Supply chains are being re-regionalised
Environmental and resilience considerations are prompting a reassessment of geographically dispersed manufacturing models. Shorter, more integrated supply chains reduce transport emissions while improving resilience — an issue highlighted starkly by recent global disruptions. A more localised ecosystem for pMDI component manufacture also facilitates closer collaboration among formulation scientists, device engineers, and manufacturing teams, which is particularly valuable during the kind of iterative redesign the transition to low GWP propellants demands.
For ESG, this strengthens both environmental performance and operational resilience.

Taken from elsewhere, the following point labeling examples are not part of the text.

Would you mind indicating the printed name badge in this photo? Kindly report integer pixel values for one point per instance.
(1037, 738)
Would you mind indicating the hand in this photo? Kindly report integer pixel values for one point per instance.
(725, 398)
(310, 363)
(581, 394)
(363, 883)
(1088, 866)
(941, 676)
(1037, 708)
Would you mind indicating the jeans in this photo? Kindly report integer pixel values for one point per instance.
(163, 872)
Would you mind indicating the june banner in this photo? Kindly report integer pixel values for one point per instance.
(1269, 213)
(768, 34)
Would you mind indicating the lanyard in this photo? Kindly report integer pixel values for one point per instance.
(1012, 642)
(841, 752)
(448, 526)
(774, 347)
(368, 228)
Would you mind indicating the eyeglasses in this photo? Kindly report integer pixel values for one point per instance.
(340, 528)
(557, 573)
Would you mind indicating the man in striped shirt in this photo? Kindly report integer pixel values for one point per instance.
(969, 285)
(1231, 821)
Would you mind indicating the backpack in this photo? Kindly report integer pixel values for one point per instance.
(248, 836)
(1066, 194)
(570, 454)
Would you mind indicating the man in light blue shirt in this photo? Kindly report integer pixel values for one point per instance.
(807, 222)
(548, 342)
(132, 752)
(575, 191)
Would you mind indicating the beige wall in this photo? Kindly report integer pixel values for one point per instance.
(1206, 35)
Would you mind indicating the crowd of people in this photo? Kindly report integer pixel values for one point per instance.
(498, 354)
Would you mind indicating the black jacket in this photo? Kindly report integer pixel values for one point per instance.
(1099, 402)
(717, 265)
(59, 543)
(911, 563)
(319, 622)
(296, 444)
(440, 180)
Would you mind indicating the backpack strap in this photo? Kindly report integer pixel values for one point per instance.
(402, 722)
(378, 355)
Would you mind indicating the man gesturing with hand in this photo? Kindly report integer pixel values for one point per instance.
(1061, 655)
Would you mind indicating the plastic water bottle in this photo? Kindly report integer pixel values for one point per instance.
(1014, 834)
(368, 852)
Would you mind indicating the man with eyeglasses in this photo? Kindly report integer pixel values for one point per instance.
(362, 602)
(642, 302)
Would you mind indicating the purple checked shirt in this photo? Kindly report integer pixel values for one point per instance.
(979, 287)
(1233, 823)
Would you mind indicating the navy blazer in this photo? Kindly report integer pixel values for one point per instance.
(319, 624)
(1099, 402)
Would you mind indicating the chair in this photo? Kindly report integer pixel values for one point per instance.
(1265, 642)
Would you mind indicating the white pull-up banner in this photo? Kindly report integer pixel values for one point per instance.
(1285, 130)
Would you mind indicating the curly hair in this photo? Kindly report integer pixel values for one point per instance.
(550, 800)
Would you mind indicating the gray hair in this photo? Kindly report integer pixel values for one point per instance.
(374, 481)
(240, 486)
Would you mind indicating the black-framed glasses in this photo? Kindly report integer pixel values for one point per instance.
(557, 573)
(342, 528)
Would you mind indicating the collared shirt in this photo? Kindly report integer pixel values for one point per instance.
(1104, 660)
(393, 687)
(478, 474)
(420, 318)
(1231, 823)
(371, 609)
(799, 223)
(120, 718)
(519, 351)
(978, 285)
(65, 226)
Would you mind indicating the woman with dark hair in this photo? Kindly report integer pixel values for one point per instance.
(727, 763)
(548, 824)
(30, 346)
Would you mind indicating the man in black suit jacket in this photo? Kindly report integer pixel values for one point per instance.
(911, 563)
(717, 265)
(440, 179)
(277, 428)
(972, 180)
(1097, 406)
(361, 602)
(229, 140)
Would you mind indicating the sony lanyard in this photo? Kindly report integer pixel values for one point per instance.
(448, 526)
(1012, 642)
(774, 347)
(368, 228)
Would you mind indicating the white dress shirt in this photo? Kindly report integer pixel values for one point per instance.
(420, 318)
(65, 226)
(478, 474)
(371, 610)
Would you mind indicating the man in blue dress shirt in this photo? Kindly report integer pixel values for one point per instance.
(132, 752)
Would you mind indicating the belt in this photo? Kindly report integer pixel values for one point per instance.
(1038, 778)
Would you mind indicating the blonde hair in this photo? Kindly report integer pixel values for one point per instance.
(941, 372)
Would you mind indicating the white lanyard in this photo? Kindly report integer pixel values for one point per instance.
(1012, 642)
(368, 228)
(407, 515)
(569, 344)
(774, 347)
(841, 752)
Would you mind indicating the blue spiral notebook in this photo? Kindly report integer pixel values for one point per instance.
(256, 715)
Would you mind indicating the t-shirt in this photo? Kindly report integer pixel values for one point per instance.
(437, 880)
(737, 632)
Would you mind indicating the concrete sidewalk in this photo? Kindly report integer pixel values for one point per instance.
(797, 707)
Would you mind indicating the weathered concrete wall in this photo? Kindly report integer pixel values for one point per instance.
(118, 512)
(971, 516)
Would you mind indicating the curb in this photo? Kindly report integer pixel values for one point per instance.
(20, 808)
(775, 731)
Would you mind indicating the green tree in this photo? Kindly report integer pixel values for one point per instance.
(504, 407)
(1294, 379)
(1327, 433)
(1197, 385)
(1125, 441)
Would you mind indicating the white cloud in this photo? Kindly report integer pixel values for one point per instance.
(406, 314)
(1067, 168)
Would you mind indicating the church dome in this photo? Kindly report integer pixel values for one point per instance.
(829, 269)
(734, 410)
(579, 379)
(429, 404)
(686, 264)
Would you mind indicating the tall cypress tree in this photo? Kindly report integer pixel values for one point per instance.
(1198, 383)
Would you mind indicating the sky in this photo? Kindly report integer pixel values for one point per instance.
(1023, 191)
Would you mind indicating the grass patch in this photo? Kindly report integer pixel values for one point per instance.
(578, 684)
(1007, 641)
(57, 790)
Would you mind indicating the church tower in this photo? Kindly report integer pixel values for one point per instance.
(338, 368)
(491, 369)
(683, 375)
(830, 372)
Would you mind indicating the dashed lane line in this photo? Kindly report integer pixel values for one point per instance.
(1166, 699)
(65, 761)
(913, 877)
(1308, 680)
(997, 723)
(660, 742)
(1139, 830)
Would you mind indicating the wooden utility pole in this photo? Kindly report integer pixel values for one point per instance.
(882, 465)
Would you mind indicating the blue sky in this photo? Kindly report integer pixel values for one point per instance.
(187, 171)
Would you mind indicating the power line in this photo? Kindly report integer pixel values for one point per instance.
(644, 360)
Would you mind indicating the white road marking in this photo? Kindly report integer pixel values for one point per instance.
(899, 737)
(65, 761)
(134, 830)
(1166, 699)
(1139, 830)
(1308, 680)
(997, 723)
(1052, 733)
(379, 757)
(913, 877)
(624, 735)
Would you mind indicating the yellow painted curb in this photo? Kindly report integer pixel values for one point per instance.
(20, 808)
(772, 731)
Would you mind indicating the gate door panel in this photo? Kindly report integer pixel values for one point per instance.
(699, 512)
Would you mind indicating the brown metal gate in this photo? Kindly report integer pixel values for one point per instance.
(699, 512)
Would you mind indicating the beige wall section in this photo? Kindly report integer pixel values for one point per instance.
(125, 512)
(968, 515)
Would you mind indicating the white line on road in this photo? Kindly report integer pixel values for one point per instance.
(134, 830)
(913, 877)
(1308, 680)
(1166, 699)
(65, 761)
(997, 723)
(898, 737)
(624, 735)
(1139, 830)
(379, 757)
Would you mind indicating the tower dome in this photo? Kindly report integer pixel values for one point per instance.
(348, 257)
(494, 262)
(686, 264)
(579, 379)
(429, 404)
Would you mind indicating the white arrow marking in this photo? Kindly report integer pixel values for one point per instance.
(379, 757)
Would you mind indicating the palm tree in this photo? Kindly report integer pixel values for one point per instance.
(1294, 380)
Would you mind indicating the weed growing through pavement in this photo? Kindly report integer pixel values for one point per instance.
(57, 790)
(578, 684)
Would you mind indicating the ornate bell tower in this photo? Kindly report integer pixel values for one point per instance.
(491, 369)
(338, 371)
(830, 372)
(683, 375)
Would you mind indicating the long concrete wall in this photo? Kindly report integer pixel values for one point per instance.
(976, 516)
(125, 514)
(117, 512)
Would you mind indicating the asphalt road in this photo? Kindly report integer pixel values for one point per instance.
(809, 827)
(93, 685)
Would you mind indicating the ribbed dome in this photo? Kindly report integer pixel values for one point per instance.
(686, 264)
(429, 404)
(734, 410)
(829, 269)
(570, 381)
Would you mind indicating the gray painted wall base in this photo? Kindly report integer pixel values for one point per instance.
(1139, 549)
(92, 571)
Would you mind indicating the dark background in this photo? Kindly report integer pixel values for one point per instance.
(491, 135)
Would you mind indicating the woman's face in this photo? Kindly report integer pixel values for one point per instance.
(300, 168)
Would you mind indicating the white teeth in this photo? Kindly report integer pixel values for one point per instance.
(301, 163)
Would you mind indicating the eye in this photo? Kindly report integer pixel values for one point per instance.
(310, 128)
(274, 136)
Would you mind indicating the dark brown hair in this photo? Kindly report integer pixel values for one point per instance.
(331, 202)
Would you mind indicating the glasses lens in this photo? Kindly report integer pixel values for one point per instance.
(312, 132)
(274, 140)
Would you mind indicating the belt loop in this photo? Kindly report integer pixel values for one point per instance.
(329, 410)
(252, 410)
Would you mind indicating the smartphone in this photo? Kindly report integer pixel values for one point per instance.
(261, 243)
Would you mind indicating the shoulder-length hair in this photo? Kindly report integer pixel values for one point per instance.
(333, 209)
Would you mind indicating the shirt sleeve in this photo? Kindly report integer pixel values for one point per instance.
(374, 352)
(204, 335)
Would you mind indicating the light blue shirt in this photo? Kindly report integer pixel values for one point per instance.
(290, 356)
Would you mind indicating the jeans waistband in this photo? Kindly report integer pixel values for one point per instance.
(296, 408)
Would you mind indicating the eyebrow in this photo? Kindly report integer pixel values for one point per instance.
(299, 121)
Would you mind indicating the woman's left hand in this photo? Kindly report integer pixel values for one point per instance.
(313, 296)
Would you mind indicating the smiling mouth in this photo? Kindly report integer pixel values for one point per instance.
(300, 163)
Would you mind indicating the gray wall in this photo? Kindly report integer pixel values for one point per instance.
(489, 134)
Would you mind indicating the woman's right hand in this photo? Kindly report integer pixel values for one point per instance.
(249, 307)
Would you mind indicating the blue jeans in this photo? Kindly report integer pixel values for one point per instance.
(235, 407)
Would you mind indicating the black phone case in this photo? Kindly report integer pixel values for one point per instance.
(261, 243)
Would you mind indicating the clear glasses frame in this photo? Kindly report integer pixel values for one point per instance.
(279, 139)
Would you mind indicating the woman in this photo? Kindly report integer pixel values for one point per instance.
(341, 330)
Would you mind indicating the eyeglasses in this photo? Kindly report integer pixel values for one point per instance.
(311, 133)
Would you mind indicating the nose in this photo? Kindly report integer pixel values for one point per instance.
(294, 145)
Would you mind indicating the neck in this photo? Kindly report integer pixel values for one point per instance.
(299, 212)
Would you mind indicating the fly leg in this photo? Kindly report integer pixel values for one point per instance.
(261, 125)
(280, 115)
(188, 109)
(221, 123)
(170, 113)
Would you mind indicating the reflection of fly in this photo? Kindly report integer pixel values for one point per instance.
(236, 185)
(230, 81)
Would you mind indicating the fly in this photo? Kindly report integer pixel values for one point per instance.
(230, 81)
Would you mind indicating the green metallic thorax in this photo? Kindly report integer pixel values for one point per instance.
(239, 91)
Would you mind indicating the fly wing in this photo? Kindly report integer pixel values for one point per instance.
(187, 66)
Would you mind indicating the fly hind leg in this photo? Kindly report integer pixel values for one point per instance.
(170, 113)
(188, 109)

What will define leadership over the next decade
Organisations that navigate this transition successfully are likely to share three characteristics: integration of sustainability with product engineering rather than separating it into reporting structures; early investment in scalable, validated infrastructure before regulatory deadlines compel change; and the adoption of collaborative development models that share technical risk across the value chain.
The inhalation industry has entered a phase where progress will be measured less by ambition and more by the ability to deliver approved, manufacturable, lower-impact therapies at global scale. The goal is to develop treatments that are both clinically effective and environmentally better, and to deliver them reliably to patients everywhere, not just in limited trials or markets.
The decarbonisation of inhaled medicines is neither a branding exercise nor a singular technological breakthrough. It is an extended process of disciplined redesign — component by component, process by process — within one of healthcare’s most tightly regulated environments. Success will depend on close collaboration between pharmaceutical companies, device specialists, and regulators to deliver environmental progress without compromising the reliability patients depend on.